Franklin D. Roosevelt’s Great Nightmare

This isn’t strictly a fear, but it is fear. I’ve been looking for an excuse to write and talk about this, and this prompt was a perfect opportunity.

(Yes, nothing to fear but fear itself is a clique. I just don’t have a better explanation. That’s also where the title comes from, in case you were wondering.)


I’ve had one recurring nightmare for as long as I can remember. Yes, at the same time, I’ve had other nightmares; other nightmares, though, occur only once, whereas this one, though, has repeated itself again and again.

There’s no easy way to characterize this nightmare other than by feeling. It isn’t accompanied by any sensory information at all: I don’t remember smelling, hearing, or touching anything, and all I see is black. It is, though, a contradicting set of feelings. I feel like I am in an out of body experience, floating above and away from myself; at the same time, I feel like my point of view is drifting into my body. Everything feels like it’s getting larger, and my body and point of view shrinking into it; one second later, I’m growing, and feel like everything is tiny, like toothpicks in my hands. I feel my body elongating and stretching, each distance —  the length of my arm, the height of my torso — feeling increasingly long, but at the same time unchanged. Then, I wake up with a cold sweat, profoundly unnerved.

If everything is tiny and huge, what, then, is “everything?” What makes this nightmare odd, then, is that “everything” is nothing: it’s not that I see my bedroom getting bigger and smaller at the same time; rather, it feels like my surroundings are getting bigger and smaller, without actually seeing anything. I don’t see my body; i feel that I’m no longer in my body. I don’t see my legs and hands going further away; I just feel like they are further away, only, in an instant, for them to revert to familiar feelings and lengths.

Recently, this dream has occurred increasingly rarely — I remember it only once in the past year — there has been an interesting development: last time I had this dream, it wasn’t just a dream — it was a lucid dream. Being cognizant of this recurring dream, I tried to explore this dream of exaggerated proportions. In the end, I still saw nothing: I tried to concentrate on my surroundings and see what I could; I tried to listen and hear what I could; I tried to smell; no sensory information, however, was discernible. I woke up the same as before: no sensory information; no “thing” that I’m afraid of; just pure, primal, fear.
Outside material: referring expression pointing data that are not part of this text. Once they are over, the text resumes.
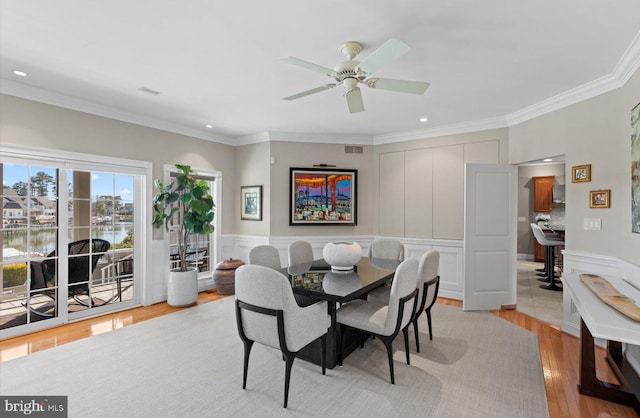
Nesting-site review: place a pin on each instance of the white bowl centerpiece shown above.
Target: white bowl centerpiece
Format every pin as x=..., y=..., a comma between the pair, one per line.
x=342, y=256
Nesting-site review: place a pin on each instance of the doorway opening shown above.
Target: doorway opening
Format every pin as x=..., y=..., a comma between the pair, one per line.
x=547, y=210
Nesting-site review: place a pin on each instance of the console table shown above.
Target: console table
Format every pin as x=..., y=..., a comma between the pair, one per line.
x=598, y=320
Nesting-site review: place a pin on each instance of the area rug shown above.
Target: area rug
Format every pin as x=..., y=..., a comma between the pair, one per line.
x=189, y=364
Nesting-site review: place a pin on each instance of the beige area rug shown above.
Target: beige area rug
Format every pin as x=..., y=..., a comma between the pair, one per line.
x=189, y=364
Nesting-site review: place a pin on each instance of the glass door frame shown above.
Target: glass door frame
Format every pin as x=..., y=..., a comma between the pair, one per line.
x=64, y=161
x=205, y=279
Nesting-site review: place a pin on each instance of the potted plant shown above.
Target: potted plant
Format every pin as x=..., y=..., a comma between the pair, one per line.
x=188, y=202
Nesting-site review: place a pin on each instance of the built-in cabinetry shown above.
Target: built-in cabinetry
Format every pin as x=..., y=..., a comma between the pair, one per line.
x=421, y=190
x=542, y=202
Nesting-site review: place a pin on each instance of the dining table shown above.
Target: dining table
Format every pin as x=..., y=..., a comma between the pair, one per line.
x=315, y=281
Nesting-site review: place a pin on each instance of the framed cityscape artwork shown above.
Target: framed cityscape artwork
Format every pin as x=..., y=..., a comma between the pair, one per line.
x=322, y=197
x=251, y=203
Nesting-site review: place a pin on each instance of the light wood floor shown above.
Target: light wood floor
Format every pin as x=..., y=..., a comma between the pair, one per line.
x=560, y=354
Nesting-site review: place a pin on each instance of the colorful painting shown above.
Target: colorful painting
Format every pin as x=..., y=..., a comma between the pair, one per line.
x=322, y=197
x=251, y=203
x=635, y=169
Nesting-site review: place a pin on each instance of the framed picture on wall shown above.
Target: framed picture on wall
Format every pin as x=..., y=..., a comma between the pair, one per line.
x=251, y=203
x=581, y=173
x=318, y=196
x=600, y=199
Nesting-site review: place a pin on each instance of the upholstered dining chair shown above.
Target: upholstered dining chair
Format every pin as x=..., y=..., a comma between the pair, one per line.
x=265, y=255
x=385, y=321
x=300, y=252
x=267, y=313
x=427, y=284
x=386, y=248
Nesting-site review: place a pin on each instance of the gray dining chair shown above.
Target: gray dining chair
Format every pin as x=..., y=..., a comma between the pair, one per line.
x=386, y=248
x=385, y=321
x=267, y=313
x=265, y=255
x=300, y=252
x=427, y=285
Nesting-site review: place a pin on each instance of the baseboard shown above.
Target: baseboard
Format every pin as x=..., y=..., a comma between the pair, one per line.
x=526, y=257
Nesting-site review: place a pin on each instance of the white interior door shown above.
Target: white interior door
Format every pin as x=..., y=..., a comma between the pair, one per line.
x=490, y=226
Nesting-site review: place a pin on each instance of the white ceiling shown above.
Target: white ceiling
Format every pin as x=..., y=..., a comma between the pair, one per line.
x=217, y=62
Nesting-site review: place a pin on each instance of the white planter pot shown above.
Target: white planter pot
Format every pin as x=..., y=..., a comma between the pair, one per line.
x=342, y=256
x=182, y=288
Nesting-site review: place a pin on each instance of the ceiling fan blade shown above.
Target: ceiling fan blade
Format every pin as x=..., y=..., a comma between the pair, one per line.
x=354, y=101
x=309, y=66
x=387, y=52
x=308, y=92
x=403, y=86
Thus, I conclude that this must simply be fear. I don’t see, hear, or smell anything that would induce fear; described above, it probably seems more puzzling and odd than frightening. I can almost imagine Alexander Ober sharing such a dream: cool, dude! What was that? Each contradiction, though, while deep asleep, translates to only one thing: fear.

My hypothesis on this that this dream really is just fear: the contradictory feelings and pseudo-sensory information are just manifestations of that fear. In sleep, my brain must simply interpret that raw fear as that contradicting changes in point of view.

It’s been proposed that this dream does indeed correspond to a fear: that this blackness, this contradicting mess of feelings, corresponds to a fear of confusion and the lack of knowing. It is certainly possible that my desire for knowledge, in the right circumstances, becomes an irrational fear of not knowing.